Laster’s designs layered onto the photographic image seem to be an attempt to obscure by creating decorative pattern from the process of the alteration. In “The Palace At 4 A.M.” an Edward Weston coiled nude is covered with puzzle strips of lightly colored tape while in “Birthday” an intense young man is blotted out with tape covered in crayon colored circles of different sizes. Heavily conceptual, the work’s most interesting visual contradiction is the way the dots and tight patterning dominate the image and cancel out the transparency of the tape.

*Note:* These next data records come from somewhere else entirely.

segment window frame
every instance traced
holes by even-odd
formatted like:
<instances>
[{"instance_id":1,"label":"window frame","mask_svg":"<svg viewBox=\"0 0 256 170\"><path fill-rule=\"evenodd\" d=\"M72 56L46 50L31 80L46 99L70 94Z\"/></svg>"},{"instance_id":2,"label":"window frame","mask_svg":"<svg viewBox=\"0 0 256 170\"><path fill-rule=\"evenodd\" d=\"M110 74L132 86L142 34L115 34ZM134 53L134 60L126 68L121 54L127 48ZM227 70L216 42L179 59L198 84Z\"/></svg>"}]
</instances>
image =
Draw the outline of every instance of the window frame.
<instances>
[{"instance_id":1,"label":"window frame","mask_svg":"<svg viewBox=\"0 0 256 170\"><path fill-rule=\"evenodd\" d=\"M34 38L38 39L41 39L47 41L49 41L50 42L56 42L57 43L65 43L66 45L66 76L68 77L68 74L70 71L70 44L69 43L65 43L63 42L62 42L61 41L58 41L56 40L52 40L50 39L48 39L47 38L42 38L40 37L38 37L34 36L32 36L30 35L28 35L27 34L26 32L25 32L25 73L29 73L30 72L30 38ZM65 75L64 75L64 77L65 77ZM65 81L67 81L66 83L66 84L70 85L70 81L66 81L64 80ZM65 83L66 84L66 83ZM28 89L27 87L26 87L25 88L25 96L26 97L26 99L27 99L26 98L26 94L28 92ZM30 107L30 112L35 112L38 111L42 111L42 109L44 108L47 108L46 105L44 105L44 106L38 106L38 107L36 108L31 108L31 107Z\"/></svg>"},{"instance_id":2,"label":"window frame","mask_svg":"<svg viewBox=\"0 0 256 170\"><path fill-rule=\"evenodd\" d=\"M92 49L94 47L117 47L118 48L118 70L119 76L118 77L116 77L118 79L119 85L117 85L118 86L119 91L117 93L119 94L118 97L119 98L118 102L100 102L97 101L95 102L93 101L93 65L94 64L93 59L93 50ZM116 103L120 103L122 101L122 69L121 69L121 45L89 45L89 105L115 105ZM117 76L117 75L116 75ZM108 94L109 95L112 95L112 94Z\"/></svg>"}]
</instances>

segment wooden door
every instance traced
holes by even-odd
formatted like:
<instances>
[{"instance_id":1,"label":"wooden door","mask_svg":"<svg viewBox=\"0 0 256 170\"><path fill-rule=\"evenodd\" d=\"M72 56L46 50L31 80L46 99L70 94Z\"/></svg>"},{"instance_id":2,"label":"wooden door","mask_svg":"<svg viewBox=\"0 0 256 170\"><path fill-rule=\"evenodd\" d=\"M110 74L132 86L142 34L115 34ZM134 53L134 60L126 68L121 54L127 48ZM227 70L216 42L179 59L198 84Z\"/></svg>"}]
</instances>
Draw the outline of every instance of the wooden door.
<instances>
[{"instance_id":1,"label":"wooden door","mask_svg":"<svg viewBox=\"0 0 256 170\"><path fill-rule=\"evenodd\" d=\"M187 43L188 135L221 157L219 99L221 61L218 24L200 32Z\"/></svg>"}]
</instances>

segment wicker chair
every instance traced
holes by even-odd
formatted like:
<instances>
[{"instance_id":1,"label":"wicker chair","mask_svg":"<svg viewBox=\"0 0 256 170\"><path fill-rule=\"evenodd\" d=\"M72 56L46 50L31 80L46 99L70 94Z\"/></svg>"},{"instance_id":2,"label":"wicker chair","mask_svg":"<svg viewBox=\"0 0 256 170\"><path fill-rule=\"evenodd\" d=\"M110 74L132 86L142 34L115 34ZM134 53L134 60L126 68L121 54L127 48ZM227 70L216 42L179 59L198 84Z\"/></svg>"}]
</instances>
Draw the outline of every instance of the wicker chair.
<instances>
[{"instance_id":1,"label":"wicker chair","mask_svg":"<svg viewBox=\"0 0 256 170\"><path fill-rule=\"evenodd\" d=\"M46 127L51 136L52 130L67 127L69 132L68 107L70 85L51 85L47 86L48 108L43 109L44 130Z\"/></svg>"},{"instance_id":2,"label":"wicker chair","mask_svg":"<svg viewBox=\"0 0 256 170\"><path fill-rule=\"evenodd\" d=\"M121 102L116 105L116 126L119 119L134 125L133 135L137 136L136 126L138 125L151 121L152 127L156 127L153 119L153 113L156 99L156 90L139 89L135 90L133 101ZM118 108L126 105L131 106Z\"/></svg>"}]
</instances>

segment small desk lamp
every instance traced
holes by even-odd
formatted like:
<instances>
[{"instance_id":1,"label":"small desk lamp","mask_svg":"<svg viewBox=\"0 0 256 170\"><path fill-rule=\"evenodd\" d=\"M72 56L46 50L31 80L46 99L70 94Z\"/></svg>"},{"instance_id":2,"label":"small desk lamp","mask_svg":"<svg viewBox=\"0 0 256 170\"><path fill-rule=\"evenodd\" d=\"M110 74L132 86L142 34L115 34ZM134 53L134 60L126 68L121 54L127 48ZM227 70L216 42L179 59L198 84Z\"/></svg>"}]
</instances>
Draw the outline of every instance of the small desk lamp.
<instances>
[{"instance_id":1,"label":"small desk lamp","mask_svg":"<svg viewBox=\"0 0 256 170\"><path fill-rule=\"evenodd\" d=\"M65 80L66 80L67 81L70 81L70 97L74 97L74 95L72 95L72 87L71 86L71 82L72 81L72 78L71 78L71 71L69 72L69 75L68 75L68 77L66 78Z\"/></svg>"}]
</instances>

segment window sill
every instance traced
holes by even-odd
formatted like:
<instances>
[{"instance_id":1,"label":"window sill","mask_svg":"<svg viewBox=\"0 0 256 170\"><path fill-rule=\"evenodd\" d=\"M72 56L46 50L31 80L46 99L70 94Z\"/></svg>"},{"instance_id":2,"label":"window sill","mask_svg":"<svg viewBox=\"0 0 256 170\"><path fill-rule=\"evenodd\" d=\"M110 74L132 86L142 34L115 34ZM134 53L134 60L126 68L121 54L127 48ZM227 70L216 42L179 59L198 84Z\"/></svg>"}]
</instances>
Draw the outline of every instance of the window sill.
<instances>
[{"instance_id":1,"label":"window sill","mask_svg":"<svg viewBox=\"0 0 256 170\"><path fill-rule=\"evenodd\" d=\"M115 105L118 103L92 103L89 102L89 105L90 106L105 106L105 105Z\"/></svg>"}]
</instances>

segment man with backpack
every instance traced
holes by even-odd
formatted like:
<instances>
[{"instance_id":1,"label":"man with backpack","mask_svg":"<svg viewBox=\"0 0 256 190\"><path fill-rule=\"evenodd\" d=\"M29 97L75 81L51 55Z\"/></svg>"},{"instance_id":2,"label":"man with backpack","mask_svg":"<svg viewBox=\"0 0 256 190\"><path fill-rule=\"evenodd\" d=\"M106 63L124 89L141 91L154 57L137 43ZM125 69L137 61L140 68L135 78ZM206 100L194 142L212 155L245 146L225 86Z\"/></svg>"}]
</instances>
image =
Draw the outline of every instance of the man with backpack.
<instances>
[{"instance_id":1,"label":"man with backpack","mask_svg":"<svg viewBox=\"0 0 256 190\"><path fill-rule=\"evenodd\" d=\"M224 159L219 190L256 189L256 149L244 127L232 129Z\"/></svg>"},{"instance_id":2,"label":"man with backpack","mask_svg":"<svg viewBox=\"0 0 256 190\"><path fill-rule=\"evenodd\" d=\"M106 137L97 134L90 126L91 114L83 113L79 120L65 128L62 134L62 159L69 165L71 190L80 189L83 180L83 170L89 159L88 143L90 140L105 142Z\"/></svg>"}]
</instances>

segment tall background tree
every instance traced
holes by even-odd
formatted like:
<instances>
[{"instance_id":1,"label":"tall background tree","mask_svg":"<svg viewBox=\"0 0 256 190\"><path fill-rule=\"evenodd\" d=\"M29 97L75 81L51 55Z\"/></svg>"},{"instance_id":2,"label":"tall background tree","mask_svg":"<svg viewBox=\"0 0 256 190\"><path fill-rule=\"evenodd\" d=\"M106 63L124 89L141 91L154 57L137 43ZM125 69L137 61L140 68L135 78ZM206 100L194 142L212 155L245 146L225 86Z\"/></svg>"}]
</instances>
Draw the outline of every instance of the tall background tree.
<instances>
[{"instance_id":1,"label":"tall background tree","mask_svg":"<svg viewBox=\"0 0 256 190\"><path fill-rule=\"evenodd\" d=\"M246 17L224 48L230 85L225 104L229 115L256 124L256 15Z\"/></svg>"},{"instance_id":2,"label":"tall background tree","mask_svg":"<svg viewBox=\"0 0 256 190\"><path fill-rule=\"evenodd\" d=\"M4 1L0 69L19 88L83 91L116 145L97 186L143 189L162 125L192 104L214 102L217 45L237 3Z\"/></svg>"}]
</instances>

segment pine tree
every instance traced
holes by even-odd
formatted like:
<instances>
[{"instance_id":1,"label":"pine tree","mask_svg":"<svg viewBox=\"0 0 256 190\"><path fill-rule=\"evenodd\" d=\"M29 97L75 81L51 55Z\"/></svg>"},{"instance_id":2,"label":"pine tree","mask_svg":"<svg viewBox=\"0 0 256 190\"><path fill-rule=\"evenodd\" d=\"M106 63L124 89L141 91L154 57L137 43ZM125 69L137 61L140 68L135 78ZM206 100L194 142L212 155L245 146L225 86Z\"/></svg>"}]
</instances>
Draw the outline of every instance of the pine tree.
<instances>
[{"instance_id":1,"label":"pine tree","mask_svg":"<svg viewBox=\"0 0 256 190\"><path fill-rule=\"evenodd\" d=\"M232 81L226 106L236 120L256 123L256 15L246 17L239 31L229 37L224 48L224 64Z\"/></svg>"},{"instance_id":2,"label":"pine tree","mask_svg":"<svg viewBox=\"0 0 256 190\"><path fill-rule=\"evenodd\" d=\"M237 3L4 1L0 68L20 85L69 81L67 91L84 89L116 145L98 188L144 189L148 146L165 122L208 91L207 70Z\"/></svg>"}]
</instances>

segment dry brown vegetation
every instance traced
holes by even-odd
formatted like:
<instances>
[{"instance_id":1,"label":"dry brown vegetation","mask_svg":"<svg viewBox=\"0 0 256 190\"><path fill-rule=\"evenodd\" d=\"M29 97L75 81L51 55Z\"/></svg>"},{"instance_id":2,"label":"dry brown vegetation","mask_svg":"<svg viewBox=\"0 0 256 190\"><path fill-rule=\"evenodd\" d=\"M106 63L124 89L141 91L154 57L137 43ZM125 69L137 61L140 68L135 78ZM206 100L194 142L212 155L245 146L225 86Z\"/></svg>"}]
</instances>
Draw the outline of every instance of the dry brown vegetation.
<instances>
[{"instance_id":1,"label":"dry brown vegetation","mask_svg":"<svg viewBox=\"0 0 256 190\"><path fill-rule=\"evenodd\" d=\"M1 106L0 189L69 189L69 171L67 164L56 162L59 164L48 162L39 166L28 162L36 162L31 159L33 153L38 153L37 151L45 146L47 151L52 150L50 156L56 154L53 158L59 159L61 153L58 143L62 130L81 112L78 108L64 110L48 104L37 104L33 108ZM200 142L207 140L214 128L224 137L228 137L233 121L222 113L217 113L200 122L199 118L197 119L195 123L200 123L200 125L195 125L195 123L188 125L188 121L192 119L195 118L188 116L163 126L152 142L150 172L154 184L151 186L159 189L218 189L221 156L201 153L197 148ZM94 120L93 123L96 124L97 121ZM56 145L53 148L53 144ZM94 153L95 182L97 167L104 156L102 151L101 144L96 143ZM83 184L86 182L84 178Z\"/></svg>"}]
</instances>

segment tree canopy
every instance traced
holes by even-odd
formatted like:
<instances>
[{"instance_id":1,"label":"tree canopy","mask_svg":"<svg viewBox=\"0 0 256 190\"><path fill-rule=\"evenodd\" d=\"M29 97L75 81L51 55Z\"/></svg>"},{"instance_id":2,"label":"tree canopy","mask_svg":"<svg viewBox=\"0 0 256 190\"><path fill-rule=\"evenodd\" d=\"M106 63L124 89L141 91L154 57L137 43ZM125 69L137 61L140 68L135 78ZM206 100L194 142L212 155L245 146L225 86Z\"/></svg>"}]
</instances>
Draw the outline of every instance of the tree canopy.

In the back gallery is a small array of some of Charles Eames furniture that used plywood as a functional but aesthetic material while pushing design into the nitty gritty world of industrial production in the 1940s. The designs still feel as utilitarian and comfortably uncomplicated as they did back when they occupied so many middle class homes and offices. It is a tribute to Eames’ design parameters that the economy and practicality of the pieces has kept them in mass distribution so long and only now are they becoming collectors items. (Of the several objects presented, a lounger and dining chair are still in production). But Eames’ undulating plywood “potato chip” chairs and his easy-to-stack, fiberglass “bucket” seats are still a part of the American psyche. Scattered throughout airports, government buildings and schools, they remain an apt description of America’s need for streamlined, economical, functional design after World War II. (Pence Gallery, 908 Colorado Ave., to April 1.)